There were of course no easy answers. One student wisely said she would vote with candidates who addressed the problems humanely and realistically, allowing for the problems we have already allowed to escalate. Another topic of discussion focused on free speech and flag, Koran and book burning. It was generally agreed that if we live in country with free speech laws, then there will occasionally be things we don't want to hear, or see set on fire.
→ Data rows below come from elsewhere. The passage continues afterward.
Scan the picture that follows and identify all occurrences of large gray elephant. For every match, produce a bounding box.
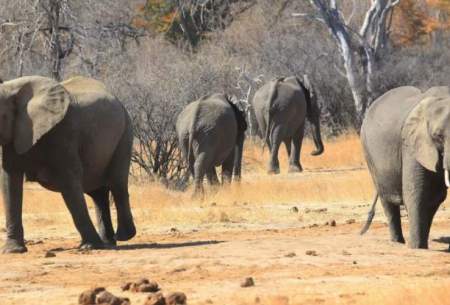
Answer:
[252,76,324,174]
[176,94,247,195]
[0,76,136,253]
[361,87,450,248]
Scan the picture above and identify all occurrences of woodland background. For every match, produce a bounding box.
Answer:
[0,0,450,183]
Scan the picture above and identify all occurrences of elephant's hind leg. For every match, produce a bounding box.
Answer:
[403,154,447,249]
[206,167,219,186]
[109,131,136,241]
[289,124,305,173]
[380,197,405,244]
[1,170,27,253]
[192,153,208,198]
[268,126,282,174]
[88,187,116,246]
[62,175,103,248]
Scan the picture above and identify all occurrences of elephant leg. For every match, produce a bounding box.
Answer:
[222,150,234,184]
[283,139,292,159]
[289,124,305,173]
[193,153,207,198]
[111,181,136,241]
[380,198,405,244]
[402,152,447,249]
[109,130,136,241]
[2,170,27,253]
[268,126,281,174]
[62,178,103,249]
[88,187,116,246]
[206,167,219,186]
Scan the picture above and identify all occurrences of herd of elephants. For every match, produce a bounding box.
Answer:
[0,76,450,253]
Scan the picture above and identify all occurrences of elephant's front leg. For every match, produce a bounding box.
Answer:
[88,187,116,246]
[2,170,27,253]
[402,153,447,249]
[268,126,282,174]
[62,176,103,249]
[289,124,305,173]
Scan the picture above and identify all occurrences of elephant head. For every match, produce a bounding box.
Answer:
[227,97,247,181]
[0,76,70,154]
[402,90,450,183]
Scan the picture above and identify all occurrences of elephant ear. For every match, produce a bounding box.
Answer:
[14,77,70,154]
[402,97,439,172]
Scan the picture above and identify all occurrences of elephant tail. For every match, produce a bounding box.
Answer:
[262,77,284,152]
[359,193,378,235]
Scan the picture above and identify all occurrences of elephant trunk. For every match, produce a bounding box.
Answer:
[310,118,324,156]
[233,133,245,181]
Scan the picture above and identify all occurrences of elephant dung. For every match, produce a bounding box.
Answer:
[241,277,255,288]
[144,292,166,305]
[78,287,105,305]
[96,290,130,305]
[166,292,187,305]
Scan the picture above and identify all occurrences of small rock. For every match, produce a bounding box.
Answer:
[78,287,105,305]
[144,292,166,305]
[290,207,298,213]
[138,281,159,292]
[25,240,44,246]
[305,250,318,256]
[45,251,56,258]
[78,290,95,305]
[241,277,255,288]
[96,290,130,305]
[136,277,150,286]
[120,282,133,291]
[166,292,187,305]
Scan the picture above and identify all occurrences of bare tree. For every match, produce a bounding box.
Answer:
[293,0,400,123]
[0,0,145,80]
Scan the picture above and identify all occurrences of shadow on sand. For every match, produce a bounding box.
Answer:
[114,240,224,250]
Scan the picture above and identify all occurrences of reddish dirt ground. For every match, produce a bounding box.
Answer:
[0,219,450,305]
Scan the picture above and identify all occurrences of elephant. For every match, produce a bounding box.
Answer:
[0,76,136,253]
[176,94,247,196]
[360,86,450,249]
[251,76,324,174]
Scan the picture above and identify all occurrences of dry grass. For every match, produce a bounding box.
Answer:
[0,134,373,235]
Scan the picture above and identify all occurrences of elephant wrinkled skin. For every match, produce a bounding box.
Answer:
[0,76,136,253]
[361,87,450,248]
[176,94,247,195]
[252,76,324,174]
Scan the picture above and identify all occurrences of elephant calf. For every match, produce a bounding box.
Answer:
[0,76,136,253]
[176,94,247,195]
[361,87,450,248]
[252,76,324,174]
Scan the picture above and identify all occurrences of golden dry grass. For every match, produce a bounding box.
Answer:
[0,134,373,234]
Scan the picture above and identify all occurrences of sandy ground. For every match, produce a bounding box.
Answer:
[0,167,450,305]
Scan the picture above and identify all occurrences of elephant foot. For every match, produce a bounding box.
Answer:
[116,224,136,241]
[409,240,428,249]
[288,165,303,173]
[267,167,280,175]
[391,236,405,244]
[101,237,117,248]
[78,242,106,251]
[2,239,28,254]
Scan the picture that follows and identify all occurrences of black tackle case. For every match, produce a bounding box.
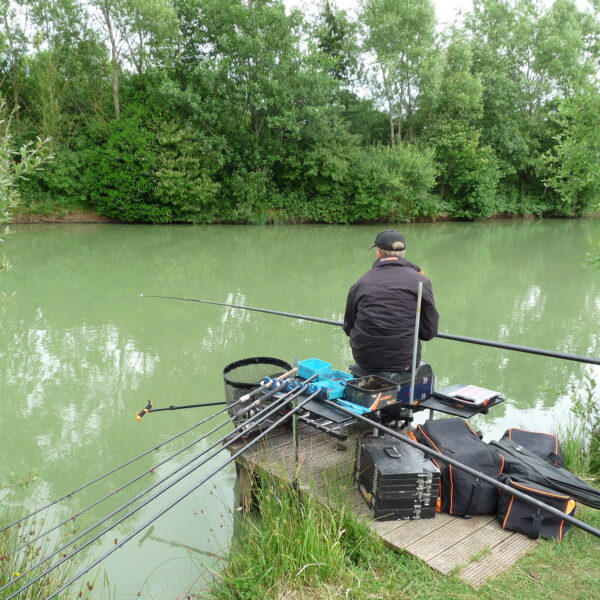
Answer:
[354,436,440,520]
[498,475,576,541]
[501,427,565,467]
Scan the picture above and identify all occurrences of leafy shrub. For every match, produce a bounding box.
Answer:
[86,108,221,223]
[363,144,441,221]
[432,121,501,219]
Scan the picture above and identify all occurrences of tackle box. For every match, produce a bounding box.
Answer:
[354,436,440,520]
[298,358,331,379]
[345,375,398,410]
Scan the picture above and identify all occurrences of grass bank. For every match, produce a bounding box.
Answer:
[0,471,95,600]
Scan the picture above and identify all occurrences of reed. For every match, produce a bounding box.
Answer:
[0,504,94,600]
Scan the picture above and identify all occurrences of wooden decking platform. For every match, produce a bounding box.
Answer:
[231,424,537,588]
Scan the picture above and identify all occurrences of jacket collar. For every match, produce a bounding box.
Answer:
[371,256,421,271]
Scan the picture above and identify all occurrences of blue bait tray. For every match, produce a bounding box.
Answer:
[309,379,346,400]
[318,371,355,385]
[298,358,331,379]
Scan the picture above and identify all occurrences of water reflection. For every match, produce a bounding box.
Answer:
[0,220,600,598]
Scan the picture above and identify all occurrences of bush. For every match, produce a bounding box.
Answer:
[432,121,501,219]
[85,112,221,223]
[362,144,443,221]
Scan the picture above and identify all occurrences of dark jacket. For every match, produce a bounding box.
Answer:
[344,257,439,372]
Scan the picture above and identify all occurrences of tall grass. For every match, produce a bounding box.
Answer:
[0,505,94,600]
[210,480,392,600]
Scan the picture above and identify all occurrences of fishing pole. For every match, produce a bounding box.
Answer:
[140,294,600,365]
[325,400,600,537]
[135,400,227,421]
[0,402,243,533]
[45,390,323,600]
[4,392,260,558]
[0,374,318,600]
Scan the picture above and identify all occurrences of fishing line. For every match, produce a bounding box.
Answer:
[140,294,600,365]
[45,390,321,600]
[0,402,237,533]
[0,382,317,600]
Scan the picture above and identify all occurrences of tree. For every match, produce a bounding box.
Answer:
[360,0,435,147]
[312,0,359,86]
[544,86,600,216]
[0,99,51,273]
[424,32,500,219]
[91,0,178,119]
[0,0,29,122]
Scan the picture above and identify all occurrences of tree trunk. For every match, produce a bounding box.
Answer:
[100,2,121,119]
[11,53,21,125]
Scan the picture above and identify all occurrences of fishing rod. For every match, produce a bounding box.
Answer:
[325,400,600,537]
[43,390,323,600]
[140,294,600,365]
[4,392,262,559]
[0,374,318,600]
[135,400,227,421]
[0,402,237,533]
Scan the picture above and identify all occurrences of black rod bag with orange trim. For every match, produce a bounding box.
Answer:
[498,475,576,540]
[502,427,565,467]
[490,439,600,509]
[414,419,503,518]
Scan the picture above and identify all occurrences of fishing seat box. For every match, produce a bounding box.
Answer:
[351,362,435,420]
[354,436,440,521]
[498,475,575,541]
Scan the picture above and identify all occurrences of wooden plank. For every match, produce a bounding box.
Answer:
[458,533,537,588]
[231,426,536,587]
[403,517,495,563]
[428,518,512,573]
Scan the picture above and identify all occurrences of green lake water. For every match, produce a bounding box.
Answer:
[0,219,600,600]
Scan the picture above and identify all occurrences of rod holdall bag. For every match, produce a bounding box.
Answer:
[412,419,504,518]
[498,475,576,541]
[502,427,565,467]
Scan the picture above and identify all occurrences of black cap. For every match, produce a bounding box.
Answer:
[369,229,406,251]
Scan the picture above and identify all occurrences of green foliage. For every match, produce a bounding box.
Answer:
[84,109,163,223]
[0,98,52,273]
[0,0,600,223]
[85,104,221,223]
[356,144,441,221]
[432,121,501,219]
[544,88,600,216]
[571,371,600,475]
[584,237,600,269]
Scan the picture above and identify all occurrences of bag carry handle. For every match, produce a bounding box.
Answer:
[463,477,483,519]
[383,446,402,458]
[528,508,544,540]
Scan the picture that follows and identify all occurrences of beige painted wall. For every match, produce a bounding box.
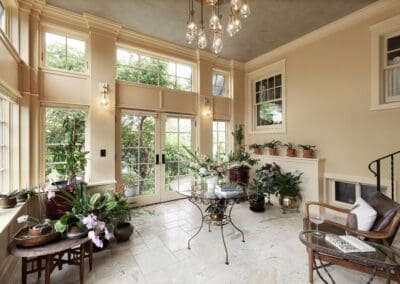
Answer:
[246,6,400,184]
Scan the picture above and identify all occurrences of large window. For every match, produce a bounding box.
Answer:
[212,71,229,97]
[45,32,87,73]
[0,96,19,192]
[45,108,86,181]
[213,121,229,158]
[117,48,192,91]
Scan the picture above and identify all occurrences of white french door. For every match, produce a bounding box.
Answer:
[119,110,195,205]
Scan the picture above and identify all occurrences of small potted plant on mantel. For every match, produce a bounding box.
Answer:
[264,140,282,156]
[283,142,296,157]
[299,144,317,158]
[249,143,264,155]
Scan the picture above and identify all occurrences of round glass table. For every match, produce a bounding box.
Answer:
[177,184,248,264]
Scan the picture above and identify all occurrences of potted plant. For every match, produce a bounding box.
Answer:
[299,144,317,158]
[249,172,266,212]
[249,144,264,155]
[283,142,296,157]
[257,163,281,207]
[264,140,282,156]
[0,190,18,209]
[274,172,302,211]
[206,202,226,222]
[228,125,258,184]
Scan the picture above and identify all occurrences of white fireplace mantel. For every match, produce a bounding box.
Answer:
[252,155,324,213]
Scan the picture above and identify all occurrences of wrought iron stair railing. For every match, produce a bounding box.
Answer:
[368,151,400,199]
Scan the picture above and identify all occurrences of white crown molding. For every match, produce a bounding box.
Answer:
[245,0,400,72]
[83,13,122,37]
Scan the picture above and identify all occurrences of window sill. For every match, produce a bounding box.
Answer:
[0,201,28,234]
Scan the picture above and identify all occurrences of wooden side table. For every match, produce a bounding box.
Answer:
[10,237,93,284]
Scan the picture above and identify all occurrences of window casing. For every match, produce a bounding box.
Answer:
[0,95,19,193]
[42,32,88,73]
[212,70,229,97]
[44,107,87,182]
[212,120,229,158]
[117,48,193,92]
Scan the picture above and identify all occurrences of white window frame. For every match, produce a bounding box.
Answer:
[370,16,400,110]
[0,94,20,193]
[40,23,90,75]
[115,43,197,93]
[212,119,230,158]
[211,69,231,98]
[247,59,286,133]
[325,173,397,209]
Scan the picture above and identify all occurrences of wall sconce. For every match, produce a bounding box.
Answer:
[99,83,108,106]
[203,98,212,117]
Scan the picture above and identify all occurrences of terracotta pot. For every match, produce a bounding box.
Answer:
[286,149,296,157]
[249,196,265,212]
[303,150,314,158]
[114,222,133,242]
[229,166,250,184]
[0,197,17,208]
[269,148,278,156]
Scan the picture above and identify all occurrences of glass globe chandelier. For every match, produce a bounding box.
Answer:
[185,0,251,54]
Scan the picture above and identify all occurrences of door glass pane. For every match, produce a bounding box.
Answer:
[164,117,192,191]
[121,114,156,196]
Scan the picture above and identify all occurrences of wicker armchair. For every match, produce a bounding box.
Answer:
[304,192,400,247]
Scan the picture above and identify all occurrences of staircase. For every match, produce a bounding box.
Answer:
[368,151,400,199]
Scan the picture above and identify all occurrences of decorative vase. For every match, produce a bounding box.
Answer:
[114,222,133,242]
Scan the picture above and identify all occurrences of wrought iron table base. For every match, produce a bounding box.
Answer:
[188,198,245,265]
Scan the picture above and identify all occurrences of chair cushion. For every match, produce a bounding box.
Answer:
[369,192,400,232]
[350,197,377,231]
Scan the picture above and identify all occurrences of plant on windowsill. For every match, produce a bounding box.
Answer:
[283,142,296,157]
[274,172,302,213]
[264,140,282,156]
[299,144,317,158]
[249,144,264,155]
[228,124,258,184]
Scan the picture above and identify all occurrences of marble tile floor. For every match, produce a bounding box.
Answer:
[8,200,384,284]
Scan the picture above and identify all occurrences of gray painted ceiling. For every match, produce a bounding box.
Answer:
[47,0,376,62]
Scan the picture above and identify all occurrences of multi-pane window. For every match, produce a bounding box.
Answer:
[254,74,283,127]
[213,121,229,158]
[384,35,400,102]
[0,96,19,193]
[0,1,6,31]
[212,71,228,97]
[117,48,192,91]
[45,32,87,73]
[45,108,86,181]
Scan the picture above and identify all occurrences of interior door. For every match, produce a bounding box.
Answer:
[120,110,160,205]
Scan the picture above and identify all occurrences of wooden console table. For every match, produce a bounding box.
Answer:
[10,238,93,284]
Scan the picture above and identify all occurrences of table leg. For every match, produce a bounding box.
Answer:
[44,255,53,284]
[221,221,229,264]
[188,199,204,249]
[79,244,85,284]
[89,240,93,271]
[229,204,244,242]
[21,257,27,284]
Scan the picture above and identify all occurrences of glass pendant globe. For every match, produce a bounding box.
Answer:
[240,3,251,19]
[197,27,207,49]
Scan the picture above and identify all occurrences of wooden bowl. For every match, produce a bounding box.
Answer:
[14,227,60,247]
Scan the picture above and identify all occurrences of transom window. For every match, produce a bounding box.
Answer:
[45,108,86,181]
[117,48,192,92]
[384,35,400,102]
[45,32,87,73]
[254,74,283,126]
[213,121,229,158]
[212,71,229,97]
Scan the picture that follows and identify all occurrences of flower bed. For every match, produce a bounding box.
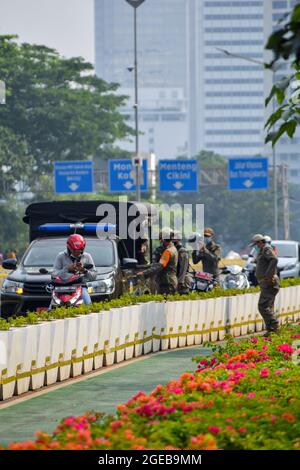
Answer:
[0,278,300,331]
[5,323,300,450]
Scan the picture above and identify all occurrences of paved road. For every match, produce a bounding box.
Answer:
[0,346,210,444]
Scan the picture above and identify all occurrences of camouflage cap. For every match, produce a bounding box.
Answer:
[249,233,265,246]
[173,230,183,240]
[204,227,215,237]
[159,227,174,240]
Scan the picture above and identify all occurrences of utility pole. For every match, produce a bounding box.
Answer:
[216,47,278,240]
[126,0,147,202]
[281,165,290,240]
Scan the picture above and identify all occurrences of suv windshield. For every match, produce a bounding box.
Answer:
[274,243,298,258]
[23,238,114,268]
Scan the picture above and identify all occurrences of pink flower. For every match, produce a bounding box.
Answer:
[170,387,183,395]
[208,426,221,434]
[277,343,294,354]
[259,367,270,379]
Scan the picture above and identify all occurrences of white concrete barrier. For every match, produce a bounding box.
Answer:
[122,305,140,361]
[31,322,52,390]
[152,302,167,352]
[104,308,120,366]
[0,286,300,400]
[45,320,65,385]
[16,325,37,395]
[162,301,181,349]
[142,302,155,354]
[99,310,115,366]
[178,300,192,348]
[71,315,89,377]
[202,299,215,343]
[0,328,24,400]
[93,312,106,370]
[187,300,203,346]
[83,313,99,374]
[111,308,129,363]
[210,297,227,341]
[294,286,300,321]
[58,318,77,381]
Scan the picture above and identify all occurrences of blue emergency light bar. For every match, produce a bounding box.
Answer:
[38,223,116,235]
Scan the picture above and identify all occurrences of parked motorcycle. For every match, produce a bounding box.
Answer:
[191,271,218,292]
[48,265,93,309]
[244,256,258,287]
[221,265,250,290]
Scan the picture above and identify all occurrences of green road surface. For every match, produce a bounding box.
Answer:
[0,346,210,444]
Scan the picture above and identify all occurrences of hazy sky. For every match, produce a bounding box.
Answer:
[0,0,94,62]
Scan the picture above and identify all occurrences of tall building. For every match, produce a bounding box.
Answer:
[268,0,300,183]
[195,0,266,157]
[95,0,188,157]
[95,0,300,178]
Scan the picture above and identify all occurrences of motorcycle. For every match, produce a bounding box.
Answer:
[244,256,258,287]
[190,271,218,292]
[48,265,93,309]
[221,265,250,290]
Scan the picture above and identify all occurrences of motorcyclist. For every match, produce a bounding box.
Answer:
[189,227,221,280]
[52,234,97,304]
[137,229,178,294]
[264,235,278,256]
[250,233,280,336]
[173,231,192,294]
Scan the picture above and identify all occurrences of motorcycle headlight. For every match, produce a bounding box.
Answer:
[283,263,297,271]
[2,279,24,295]
[87,277,115,294]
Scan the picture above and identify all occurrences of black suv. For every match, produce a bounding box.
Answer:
[0,201,155,318]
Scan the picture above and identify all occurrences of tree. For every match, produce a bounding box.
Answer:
[196,150,226,169]
[266,4,300,146]
[0,36,133,181]
[0,126,33,197]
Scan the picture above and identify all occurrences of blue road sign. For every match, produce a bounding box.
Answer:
[54,160,93,194]
[159,160,198,192]
[228,158,269,190]
[108,159,148,193]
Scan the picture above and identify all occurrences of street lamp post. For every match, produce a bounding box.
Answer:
[216,47,278,240]
[126,0,146,201]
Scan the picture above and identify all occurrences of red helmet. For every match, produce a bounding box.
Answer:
[67,233,86,258]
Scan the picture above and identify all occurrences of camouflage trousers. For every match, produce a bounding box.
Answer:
[258,283,279,331]
[157,283,177,295]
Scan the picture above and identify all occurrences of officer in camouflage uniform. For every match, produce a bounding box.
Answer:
[174,232,192,294]
[250,233,280,336]
[189,227,221,280]
[137,229,178,294]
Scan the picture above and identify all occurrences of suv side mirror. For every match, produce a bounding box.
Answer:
[83,263,94,271]
[122,258,138,269]
[2,258,18,271]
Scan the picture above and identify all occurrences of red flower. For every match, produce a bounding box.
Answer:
[259,367,270,379]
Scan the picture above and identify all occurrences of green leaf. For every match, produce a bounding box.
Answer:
[291,4,300,23]
[266,120,297,147]
[275,85,285,104]
[265,107,285,128]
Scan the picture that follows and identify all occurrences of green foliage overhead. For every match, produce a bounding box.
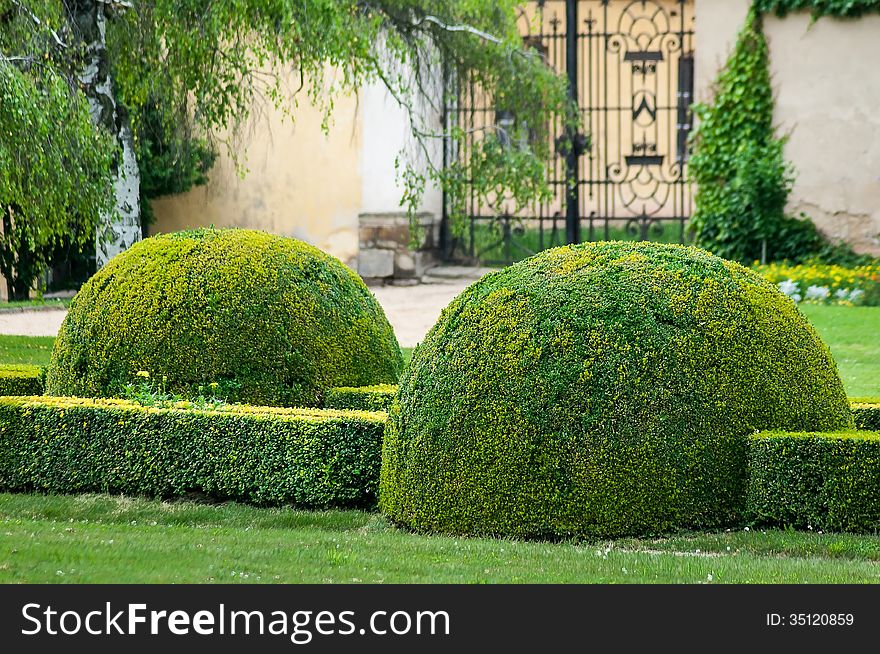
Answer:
[132,98,217,225]
[0,397,385,508]
[0,60,115,299]
[747,431,880,533]
[754,0,880,18]
[47,229,403,406]
[0,0,576,292]
[380,242,852,537]
[108,0,576,227]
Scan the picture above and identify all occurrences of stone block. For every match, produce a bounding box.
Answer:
[358,249,394,278]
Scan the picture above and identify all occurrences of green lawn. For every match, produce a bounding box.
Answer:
[0,306,880,583]
[0,334,55,366]
[801,304,880,397]
[0,494,880,583]
[0,297,71,312]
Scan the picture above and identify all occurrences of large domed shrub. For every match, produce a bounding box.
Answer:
[380,243,851,538]
[47,229,403,405]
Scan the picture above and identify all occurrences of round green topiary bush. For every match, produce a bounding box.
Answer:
[380,242,851,538]
[47,229,403,406]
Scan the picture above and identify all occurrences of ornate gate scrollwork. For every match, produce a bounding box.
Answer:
[447,0,694,263]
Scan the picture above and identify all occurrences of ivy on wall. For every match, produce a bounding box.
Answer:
[689,0,880,265]
[754,0,880,18]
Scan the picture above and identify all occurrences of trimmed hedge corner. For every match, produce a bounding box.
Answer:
[746,431,880,533]
[379,242,853,538]
[46,229,403,406]
[0,397,386,508]
[0,365,46,395]
[324,384,397,411]
[852,398,880,431]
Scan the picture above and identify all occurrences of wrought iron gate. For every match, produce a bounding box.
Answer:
[444,0,694,264]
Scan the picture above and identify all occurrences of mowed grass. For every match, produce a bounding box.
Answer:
[0,494,880,583]
[800,304,880,397]
[0,305,880,583]
[0,334,55,366]
[0,304,880,397]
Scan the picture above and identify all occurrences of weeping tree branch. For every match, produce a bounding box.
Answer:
[10,0,68,48]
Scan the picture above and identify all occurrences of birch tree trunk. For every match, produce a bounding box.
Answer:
[71,0,141,269]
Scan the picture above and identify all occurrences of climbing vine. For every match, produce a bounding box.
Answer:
[754,0,880,18]
[689,0,880,263]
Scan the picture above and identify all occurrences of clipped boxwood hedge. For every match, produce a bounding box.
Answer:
[47,229,403,406]
[747,431,880,532]
[324,384,397,411]
[0,396,386,508]
[0,364,45,396]
[380,242,852,538]
[852,397,880,431]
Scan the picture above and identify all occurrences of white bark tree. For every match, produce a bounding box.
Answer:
[71,0,142,268]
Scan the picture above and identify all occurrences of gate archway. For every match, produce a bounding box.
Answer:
[445,0,694,264]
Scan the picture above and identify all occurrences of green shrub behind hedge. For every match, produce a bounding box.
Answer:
[0,364,46,395]
[324,384,397,411]
[47,229,403,406]
[852,398,880,431]
[0,397,386,508]
[746,431,880,532]
[380,242,852,538]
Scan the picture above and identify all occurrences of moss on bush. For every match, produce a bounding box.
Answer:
[380,242,852,538]
[47,229,403,406]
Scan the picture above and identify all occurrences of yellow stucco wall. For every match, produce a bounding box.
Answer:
[150,91,362,265]
[696,0,880,255]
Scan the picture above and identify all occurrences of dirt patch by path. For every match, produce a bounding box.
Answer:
[0,279,482,347]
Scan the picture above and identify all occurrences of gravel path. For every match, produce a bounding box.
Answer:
[0,278,482,347]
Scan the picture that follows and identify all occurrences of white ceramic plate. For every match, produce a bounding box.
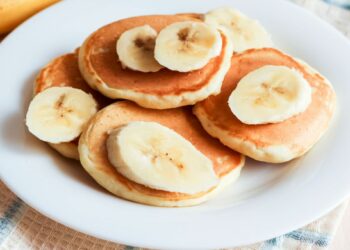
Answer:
[0,0,350,249]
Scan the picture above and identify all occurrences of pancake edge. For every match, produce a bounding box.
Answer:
[192,59,336,163]
[79,30,233,109]
[47,142,79,161]
[78,132,245,207]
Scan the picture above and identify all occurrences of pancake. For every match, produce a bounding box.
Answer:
[34,53,110,160]
[193,48,336,163]
[79,14,233,109]
[79,101,244,206]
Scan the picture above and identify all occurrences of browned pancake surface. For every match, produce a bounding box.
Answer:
[34,53,111,107]
[80,14,227,95]
[82,101,243,200]
[196,49,335,152]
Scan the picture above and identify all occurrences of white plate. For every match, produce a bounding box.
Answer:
[0,0,350,248]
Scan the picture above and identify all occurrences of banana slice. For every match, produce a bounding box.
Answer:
[107,121,219,194]
[117,25,163,72]
[26,87,97,143]
[154,21,222,72]
[228,65,311,124]
[204,8,273,52]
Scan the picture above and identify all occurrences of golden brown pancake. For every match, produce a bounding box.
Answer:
[194,48,335,163]
[79,101,244,206]
[79,14,233,109]
[34,53,110,160]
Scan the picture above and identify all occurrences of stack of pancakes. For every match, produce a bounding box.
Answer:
[26,9,335,206]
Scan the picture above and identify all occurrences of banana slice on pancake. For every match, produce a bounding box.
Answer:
[228,65,311,125]
[204,7,273,52]
[79,101,244,207]
[154,21,222,72]
[194,48,336,163]
[107,121,219,194]
[26,87,97,143]
[117,25,163,72]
Two representatives from the New York Times Reading Program (another first year initiative) were in attendance and impressed with Sage's town hall approach to Constitution Day, raising provocative issues then allowing students free expression. My colleague in WORLD, Dr. Sybillyn Jennings, calls it the "pedagogy of voice", that is, giving the students a place to speak aloud the ideas that they are developing. Without too much horn tooting, it is something we do well at Sage.

Tuesday, August 31, 2010

Peter Pan on Page and Stage

Peter Pan is coming! The Creative and Performing Arts Department will present the classic musical September 24 - October 3. Rehearsals are now into their second week, there are upward of forty theatre majors and children from the community involved, and yes, they will fly. The production is being directed by Professor Michael Musial, Chair of the department.

Hearing the music and the excitement around the department got me thinking about the Peter Pan phenomenon. The story celebrated it's centennial several years ago and with a major new 360 video production now touring the West Coast and aiming for ours, it only seems to be gaining in popularity.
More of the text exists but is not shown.